Soft acidic water intensifies the sour taste of the green coffees which are high in acid and of light coffee roasts. Due to the changes in the blooming behaviour of coffee powder, an over-extraction takes place. The result is an unwanted high intensity of acid and bitterness.

 

How to prepare water easily and inexpensively?

Table water filters from e.g. Brita or BWT are a good and inexpensive solution. Make sure that the filter cartridges are replaced regularly.
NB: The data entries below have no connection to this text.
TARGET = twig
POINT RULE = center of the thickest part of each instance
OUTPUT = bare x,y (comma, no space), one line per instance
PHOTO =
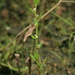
51,9
31,24
69,1
17,36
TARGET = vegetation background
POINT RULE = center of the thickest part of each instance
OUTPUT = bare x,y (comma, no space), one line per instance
56,31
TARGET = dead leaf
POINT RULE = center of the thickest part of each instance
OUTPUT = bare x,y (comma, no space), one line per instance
29,32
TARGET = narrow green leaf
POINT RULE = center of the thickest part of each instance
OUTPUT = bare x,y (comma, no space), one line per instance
56,55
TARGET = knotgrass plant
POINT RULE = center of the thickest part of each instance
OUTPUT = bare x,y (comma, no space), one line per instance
34,54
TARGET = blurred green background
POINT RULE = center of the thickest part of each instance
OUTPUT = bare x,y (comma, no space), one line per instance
56,31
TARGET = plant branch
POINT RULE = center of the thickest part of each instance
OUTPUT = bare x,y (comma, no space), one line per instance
69,1
51,9
17,36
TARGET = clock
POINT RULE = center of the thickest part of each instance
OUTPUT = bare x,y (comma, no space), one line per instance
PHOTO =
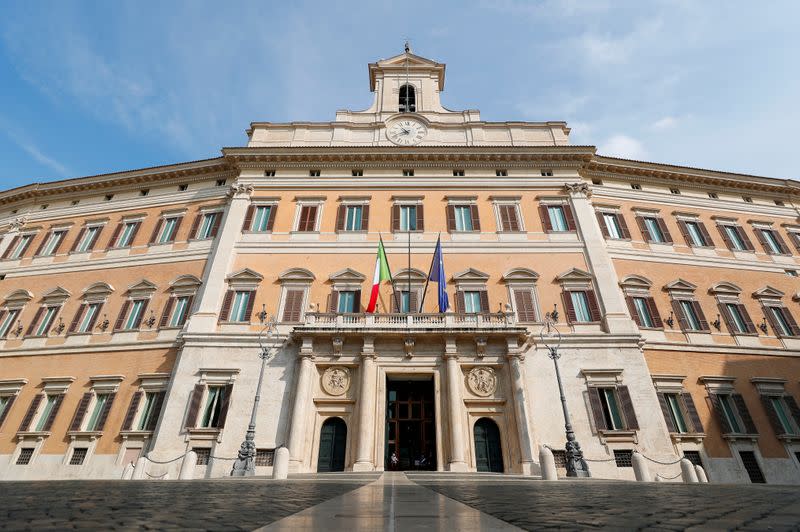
406,132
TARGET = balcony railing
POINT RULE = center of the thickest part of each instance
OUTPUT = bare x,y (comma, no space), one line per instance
483,320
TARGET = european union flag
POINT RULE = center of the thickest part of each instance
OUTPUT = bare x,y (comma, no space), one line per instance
437,276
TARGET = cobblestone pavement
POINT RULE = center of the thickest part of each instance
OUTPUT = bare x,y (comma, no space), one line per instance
595,504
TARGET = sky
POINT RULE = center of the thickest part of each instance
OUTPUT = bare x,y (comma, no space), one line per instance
90,87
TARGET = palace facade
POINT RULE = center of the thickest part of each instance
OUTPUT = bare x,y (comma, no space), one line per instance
132,304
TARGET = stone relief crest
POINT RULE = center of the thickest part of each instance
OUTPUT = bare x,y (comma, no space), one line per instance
482,381
336,380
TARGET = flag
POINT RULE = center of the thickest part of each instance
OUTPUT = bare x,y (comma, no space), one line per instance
382,273
437,276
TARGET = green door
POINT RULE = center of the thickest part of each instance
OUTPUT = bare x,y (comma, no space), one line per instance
488,452
332,443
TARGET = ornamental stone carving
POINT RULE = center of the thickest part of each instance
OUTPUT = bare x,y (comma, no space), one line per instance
482,381
336,380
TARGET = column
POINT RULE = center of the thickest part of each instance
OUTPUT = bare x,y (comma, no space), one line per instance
297,429
366,410
209,297
456,406
615,311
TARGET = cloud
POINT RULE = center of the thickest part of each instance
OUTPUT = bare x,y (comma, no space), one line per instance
624,147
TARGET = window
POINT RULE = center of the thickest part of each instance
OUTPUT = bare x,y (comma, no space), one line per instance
308,218
213,407
25,456
241,302
408,99
78,456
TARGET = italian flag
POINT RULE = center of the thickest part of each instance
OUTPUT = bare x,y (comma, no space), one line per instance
382,273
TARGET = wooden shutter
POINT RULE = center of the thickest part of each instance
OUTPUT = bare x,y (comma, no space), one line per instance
4,413
194,405
80,412
35,322
133,407
164,321
594,308
691,411
545,216
631,423
11,246
569,309
451,218
662,401
226,402
225,312
597,408
744,413
623,225
32,408
341,212
155,412
523,300
292,306
122,313
476,221
251,300
248,218
77,318
101,422
156,231
48,424
114,235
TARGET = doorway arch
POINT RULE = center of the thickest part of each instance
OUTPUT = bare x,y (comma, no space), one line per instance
332,445
488,449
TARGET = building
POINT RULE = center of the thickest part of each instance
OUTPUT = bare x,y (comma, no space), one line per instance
132,303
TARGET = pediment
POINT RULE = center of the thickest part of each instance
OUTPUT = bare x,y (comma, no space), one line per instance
520,275
347,275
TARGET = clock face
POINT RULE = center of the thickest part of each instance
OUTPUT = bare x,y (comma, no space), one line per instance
406,132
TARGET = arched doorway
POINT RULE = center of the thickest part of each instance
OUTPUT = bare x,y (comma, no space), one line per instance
488,451
332,444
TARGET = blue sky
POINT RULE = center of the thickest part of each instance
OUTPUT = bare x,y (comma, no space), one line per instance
95,87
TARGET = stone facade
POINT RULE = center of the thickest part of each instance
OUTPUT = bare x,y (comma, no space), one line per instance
131,318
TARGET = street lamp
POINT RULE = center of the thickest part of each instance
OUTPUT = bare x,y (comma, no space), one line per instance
245,464
551,339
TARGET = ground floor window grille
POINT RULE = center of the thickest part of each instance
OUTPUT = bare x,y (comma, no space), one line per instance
624,458
78,456
25,455
264,457
751,466
203,455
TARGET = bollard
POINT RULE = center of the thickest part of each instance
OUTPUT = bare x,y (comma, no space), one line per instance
701,474
688,474
640,468
187,466
138,469
547,463
280,463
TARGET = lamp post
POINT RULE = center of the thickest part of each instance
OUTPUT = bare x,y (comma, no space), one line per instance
551,339
245,464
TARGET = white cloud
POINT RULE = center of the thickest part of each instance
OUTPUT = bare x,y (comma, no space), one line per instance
624,147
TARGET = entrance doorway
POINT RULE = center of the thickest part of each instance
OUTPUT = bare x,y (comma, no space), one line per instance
488,451
332,443
410,424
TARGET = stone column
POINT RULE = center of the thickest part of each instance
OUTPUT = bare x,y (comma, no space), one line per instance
615,311
302,391
366,410
456,406
209,297
519,390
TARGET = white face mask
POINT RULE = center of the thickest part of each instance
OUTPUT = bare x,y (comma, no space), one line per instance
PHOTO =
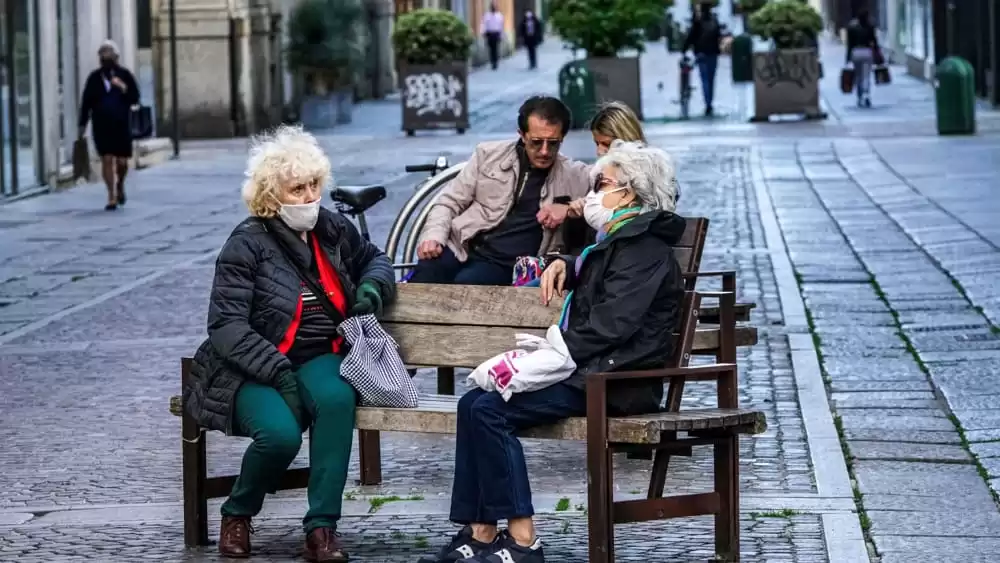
594,211
302,217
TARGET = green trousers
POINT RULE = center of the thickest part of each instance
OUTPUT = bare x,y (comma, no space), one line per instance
262,414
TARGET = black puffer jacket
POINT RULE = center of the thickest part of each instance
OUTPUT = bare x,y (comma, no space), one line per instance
626,306
254,298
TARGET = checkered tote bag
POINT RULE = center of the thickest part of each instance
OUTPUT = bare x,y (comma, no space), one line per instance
373,366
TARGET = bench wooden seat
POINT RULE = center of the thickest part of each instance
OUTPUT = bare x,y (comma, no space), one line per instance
445,325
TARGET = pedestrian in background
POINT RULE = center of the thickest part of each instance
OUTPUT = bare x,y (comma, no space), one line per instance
862,52
704,39
108,96
492,30
531,32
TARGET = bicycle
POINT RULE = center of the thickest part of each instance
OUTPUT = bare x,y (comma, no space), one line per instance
354,201
685,85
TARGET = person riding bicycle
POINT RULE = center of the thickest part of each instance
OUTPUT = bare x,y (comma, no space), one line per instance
481,224
704,38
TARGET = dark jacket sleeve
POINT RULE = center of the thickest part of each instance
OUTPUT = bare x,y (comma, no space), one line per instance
229,307
693,35
369,262
631,283
86,101
132,94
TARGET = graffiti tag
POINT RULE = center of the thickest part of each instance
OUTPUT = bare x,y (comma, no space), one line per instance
434,93
794,68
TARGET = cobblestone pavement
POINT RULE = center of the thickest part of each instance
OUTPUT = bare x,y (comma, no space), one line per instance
894,245
403,539
96,309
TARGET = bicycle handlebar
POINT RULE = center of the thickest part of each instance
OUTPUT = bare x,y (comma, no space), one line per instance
432,167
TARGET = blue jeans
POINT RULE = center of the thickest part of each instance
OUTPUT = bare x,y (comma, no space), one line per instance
706,70
448,269
491,477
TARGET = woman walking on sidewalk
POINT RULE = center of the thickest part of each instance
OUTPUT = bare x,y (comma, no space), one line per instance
862,52
270,369
108,96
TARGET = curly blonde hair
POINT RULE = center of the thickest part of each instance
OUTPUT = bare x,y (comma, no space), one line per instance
285,156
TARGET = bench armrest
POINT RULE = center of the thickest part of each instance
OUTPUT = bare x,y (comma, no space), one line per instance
728,278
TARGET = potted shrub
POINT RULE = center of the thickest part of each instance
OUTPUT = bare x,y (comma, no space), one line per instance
432,50
326,54
786,79
605,30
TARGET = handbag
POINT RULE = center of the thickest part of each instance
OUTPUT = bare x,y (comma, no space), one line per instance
847,80
81,159
373,365
141,122
882,75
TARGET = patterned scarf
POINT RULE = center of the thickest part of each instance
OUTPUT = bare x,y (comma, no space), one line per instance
618,220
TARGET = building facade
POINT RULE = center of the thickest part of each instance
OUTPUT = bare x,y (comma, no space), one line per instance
39,107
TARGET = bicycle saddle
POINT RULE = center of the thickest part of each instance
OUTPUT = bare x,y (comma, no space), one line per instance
358,198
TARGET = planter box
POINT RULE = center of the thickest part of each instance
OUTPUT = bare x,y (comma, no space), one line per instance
786,82
435,96
617,79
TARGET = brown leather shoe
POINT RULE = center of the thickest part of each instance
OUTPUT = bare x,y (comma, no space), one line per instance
234,537
323,546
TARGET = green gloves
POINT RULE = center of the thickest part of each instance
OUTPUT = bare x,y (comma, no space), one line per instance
288,387
367,301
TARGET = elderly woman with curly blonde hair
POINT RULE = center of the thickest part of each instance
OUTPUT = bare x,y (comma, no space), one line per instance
270,368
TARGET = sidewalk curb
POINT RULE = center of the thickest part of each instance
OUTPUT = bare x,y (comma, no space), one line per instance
842,532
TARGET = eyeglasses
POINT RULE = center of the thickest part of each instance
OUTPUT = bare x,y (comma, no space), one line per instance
537,144
603,181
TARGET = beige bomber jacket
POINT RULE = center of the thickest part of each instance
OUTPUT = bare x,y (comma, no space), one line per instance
482,194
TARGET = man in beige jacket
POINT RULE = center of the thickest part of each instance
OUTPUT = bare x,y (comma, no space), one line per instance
498,208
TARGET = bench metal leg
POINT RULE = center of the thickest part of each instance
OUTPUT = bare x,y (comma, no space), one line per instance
194,460
446,381
370,456
727,484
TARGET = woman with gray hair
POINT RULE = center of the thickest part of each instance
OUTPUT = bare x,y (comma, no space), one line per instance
108,96
621,312
270,368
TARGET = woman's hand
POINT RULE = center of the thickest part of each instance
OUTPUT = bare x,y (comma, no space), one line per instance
553,280
368,300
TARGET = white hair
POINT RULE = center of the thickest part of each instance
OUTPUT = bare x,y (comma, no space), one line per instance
109,45
282,156
649,171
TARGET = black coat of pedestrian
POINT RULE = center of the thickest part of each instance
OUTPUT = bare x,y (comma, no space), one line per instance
110,109
532,37
626,307
254,298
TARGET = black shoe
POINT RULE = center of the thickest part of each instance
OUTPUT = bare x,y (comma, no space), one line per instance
461,547
506,550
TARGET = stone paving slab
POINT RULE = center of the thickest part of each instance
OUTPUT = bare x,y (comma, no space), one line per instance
798,538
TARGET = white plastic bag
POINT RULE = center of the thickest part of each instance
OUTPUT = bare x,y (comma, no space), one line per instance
535,363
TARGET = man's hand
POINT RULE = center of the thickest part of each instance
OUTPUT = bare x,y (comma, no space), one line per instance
553,280
552,215
429,249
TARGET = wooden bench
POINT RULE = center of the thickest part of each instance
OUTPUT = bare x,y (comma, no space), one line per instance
688,253
461,326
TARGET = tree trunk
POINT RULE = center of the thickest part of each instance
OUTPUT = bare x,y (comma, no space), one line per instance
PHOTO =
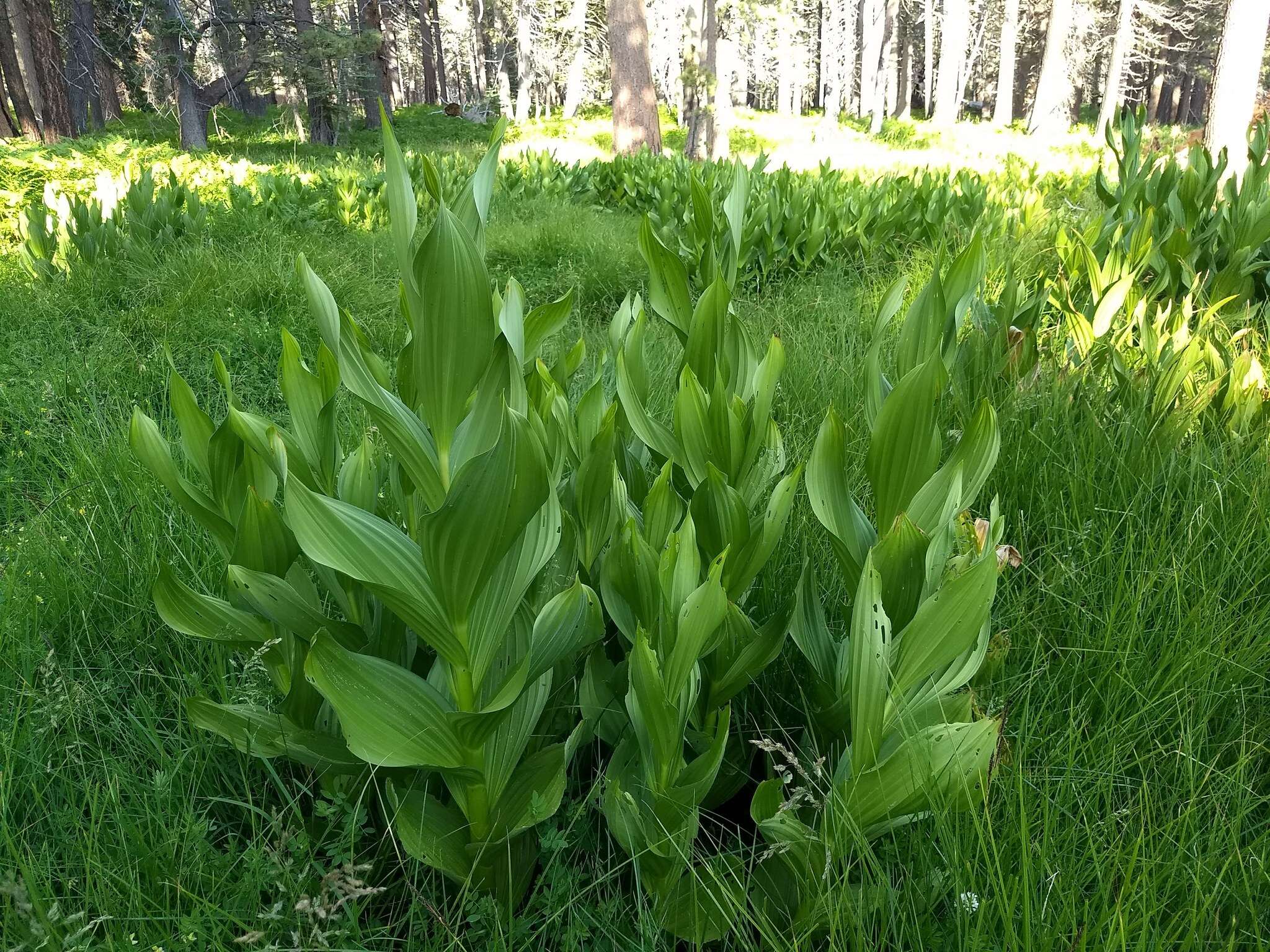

We can recommend the following two products:

amazon-logo_spiegeleffekt  BWT Tischwasserfilter 3,3 Liter (low priced option)

amazon-logo_spiegeleffekt  Brita Starterpaket Marella Cool 1,7 Liter (more expensive option)

The functionality of a table water filter is based on ion exchange. An ion exchanger is an insoluble organic material, which is responsible for reducing calcium or magnesium salts in the water. The hard, calcareous water flows through the exchange material (filter material) which is enriched with hydrogen ions. The calcium ions present in the water, which are responsible for the hardness of water, attach to the replacement / filter material. At the same time hydrogen ions are released into the water. This process is called ion exchange. The word "ion" comes from Greek and means "wander". Conversely, soft water can be made hard. Also in this case the pH is corrected. The process is initiated by appropriate mineral granules.

Filter systems that operate with an activated carbon filter can also remove organic contaminants such as chlorine from the water. In that case, however, ionic substances such as minerals, salts and lime, remain in the water.
In order to avoid contamination of the filter system, a regular change of filter cartridges is very important. For additional information on this topic please refer to the instruction manuals of the respective product or ask the manufacturer.

TIP: Before purchasing a water filter, check the hardness of your water. In some cases no water treatment is needed.

 

Conclusion: Table water filters are a very good and cost-effective solution to prepare perfect water for brewing your coffee or espresso. In addition, harmful deposits of lime in the preparation devices can be avoided, which increases their lifetime considerably. Good coffee water should always be fresh and rich in oxygen. It, therefore, makes sense to use only cold, not stagnant water.